Where Kathleen adores the minuette, the Ballet Russes and Crepes Suzette, well, Robin loves her rock and roll, a not-dog makes her lose control -- what a crazy pair!

Monday, November 28, 2005

right at home

Robin's post raises an interesting question: When does the strange become normal? When does the weird new place become home? Some people ask themselves this question all their lives; some people never ask it, never straying very far from where they were born. I fall into the middle of those two extremes. Places I have lived more than a few months are: Rural Connecticut, New York City (Morningside Heights), Hong Kong, Chapel Hill, N.C., Raleigh N.C., and New York City again(Cobble Hill, Brooklyn). Not a very exhaustive list, actually. When I was little I wanted to go everywhere, to spend a few years living in every place I could think of. This idea seems less attractive to me now.

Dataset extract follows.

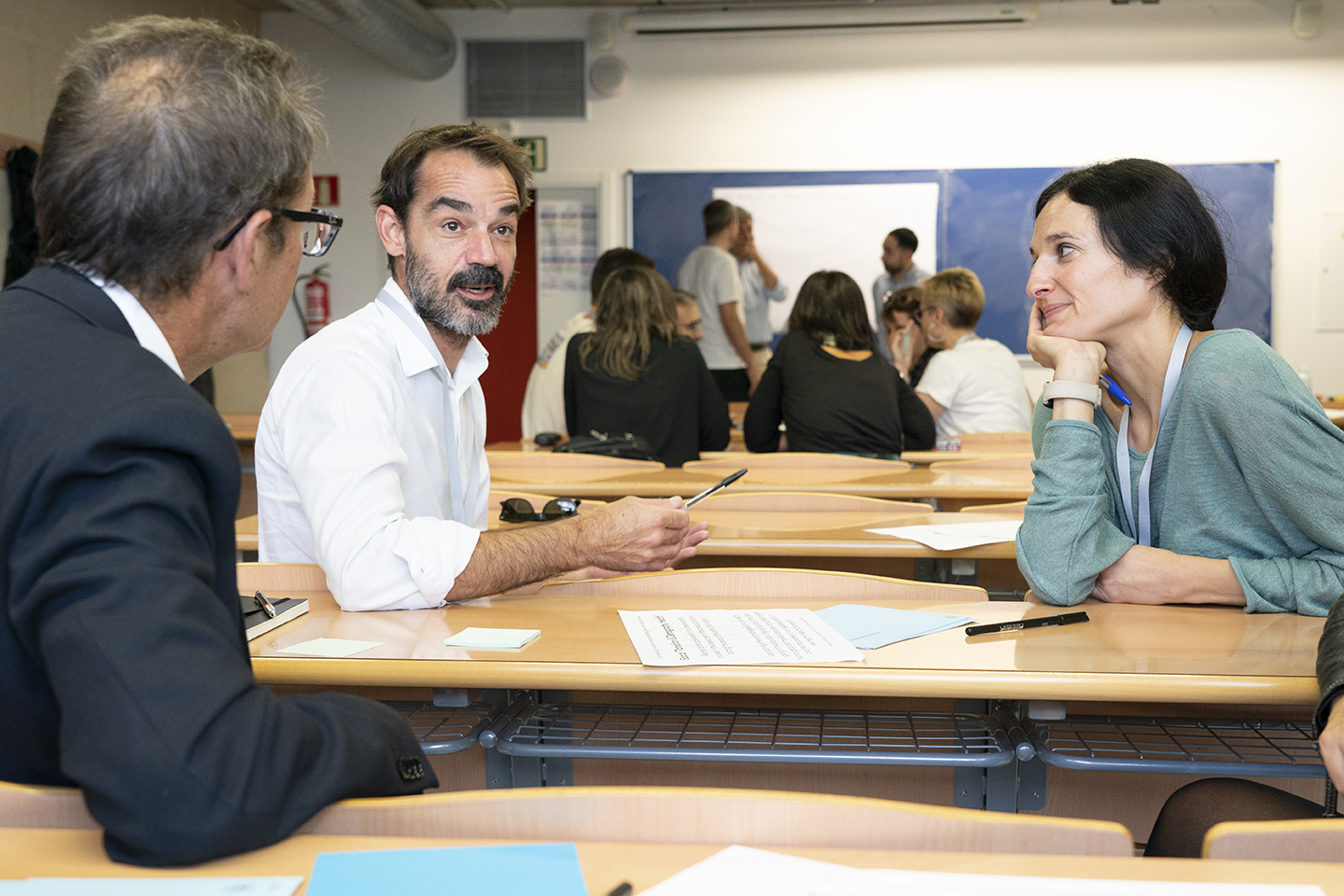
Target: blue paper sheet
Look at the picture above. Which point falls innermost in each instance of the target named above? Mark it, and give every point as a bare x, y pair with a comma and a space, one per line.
452, 871
871, 627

I know what Robin means about waking up and being confused about where you are. I miss my little stone house terribly. The renovated kitchen that I still hate to think about, for it makes me sad. The peaceful back yard where the dog would roam as I sat on the stone steps warmed by the sun. The first place I lived in that I ever owned, and perhaps the last if NY-area real estate prices don't moderate. It was home in such a profound way. Seven years. I truly expected to grow old and die there, in that house, surrounded by a lifetime of memories. For what would ever be worth leaving it for?

Oh, how life can surprise you.

For the odd thing is, of all the places on the list above, the only place where I ever truly felt at home was New York. And I feel that way again; memory did not deceive me on this score. This is home: cold in winter, stinky in summer, grumpy, difficult, too expensive, full of surly, sidewalk-spitting people and stirring sights and an atmosphere dense with possibilities both bad and good.

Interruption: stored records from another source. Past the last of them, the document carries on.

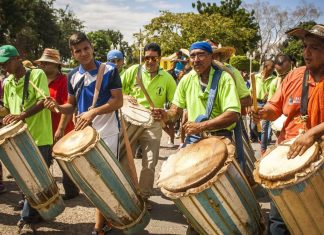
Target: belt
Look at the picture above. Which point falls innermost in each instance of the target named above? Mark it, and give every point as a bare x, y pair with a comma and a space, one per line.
222, 132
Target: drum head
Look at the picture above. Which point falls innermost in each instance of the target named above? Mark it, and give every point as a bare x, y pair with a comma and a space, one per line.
75, 142
12, 129
135, 114
193, 165
276, 166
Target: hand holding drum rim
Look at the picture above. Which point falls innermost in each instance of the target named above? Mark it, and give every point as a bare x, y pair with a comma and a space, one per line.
300, 145
85, 119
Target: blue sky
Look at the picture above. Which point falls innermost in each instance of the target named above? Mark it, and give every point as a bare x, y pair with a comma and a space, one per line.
128, 16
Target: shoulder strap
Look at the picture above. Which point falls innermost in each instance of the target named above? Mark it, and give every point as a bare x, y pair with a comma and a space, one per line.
213, 91
99, 78
304, 98
25, 90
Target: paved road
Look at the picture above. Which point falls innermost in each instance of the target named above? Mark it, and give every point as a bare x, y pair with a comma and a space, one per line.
78, 217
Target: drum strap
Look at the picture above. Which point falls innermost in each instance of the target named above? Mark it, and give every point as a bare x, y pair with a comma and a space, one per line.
99, 78
210, 103
25, 89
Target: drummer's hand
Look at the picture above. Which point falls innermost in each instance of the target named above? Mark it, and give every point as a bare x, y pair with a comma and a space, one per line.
58, 134
301, 144
51, 104
132, 100
192, 128
257, 115
12, 118
159, 114
85, 119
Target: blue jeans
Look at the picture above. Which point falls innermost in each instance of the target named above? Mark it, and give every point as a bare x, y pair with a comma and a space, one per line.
29, 214
276, 225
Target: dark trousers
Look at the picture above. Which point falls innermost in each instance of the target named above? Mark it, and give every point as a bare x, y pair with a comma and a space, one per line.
276, 225
29, 214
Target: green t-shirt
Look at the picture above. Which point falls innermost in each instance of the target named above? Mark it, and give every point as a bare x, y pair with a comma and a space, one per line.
263, 86
242, 90
40, 124
190, 96
161, 88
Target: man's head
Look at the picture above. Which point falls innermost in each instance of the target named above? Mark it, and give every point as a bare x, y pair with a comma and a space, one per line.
9, 59
152, 56
313, 40
200, 54
283, 64
268, 68
116, 57
81, 48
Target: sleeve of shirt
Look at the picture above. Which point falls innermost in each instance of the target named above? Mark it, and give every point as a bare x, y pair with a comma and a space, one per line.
242, 90
171, 88
115, 82
38, 77
227, 94
179, 98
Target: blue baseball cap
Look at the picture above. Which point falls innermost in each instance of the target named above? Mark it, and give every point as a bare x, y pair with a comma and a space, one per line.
114, 54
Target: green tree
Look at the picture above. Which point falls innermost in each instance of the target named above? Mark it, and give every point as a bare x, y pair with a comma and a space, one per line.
179, 30
294, 46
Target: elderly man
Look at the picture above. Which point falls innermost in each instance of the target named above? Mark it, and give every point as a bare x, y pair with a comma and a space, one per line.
116, 57
292, 102
160, 87
192, 94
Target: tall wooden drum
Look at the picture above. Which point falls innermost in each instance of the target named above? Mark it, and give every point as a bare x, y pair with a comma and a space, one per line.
95, 170
207, 185
296, 187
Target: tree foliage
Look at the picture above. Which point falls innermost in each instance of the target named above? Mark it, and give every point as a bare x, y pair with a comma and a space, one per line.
179, 30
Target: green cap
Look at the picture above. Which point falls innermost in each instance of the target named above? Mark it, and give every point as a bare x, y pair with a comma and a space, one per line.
7, 51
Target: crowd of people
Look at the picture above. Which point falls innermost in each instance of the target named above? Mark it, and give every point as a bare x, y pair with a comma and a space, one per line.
202, 93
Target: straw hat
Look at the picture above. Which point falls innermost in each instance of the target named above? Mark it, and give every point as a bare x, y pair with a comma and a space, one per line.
49, 55
316, 30
28, 64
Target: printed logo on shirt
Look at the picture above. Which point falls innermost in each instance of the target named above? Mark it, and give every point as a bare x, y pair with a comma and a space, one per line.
159, 91
294, 100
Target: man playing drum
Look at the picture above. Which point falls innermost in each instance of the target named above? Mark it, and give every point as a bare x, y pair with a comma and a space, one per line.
24, 103
288, 100
160, 87
81, 91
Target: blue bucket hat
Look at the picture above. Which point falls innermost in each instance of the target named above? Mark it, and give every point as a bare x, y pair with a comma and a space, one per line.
114, 54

You give up so much living here; rationally it makes no sense. Sometimes when the city seems particularly irritating, full of people whose only purpose in life seems to be to enrage me, I fantasize about chucking it all and moving back to Raleigh. Of course, we could not get our house back. We would have to live somewhere else, but I am sure it would be OK. We could be rehired at our former employers, I am confident; we burned no bridges there. It would be warm and pleasant and easy; everyone would understand our explanations of why we came back. "New York was great, but it's just too crazy."

My fantasy fades to black at that point, as it has to. It's just something to think about, to feel better, the way one imagines winning $5 million in the lottery and never worrying about money again. North Carolina in retrospect was like Arcadia: Easy, dreamy, peaceful, no real worries, so I had to make up fake ones, because the human mind cannot exist without worries. An idyll. But like all perfect worlds, exacting a price in tedium.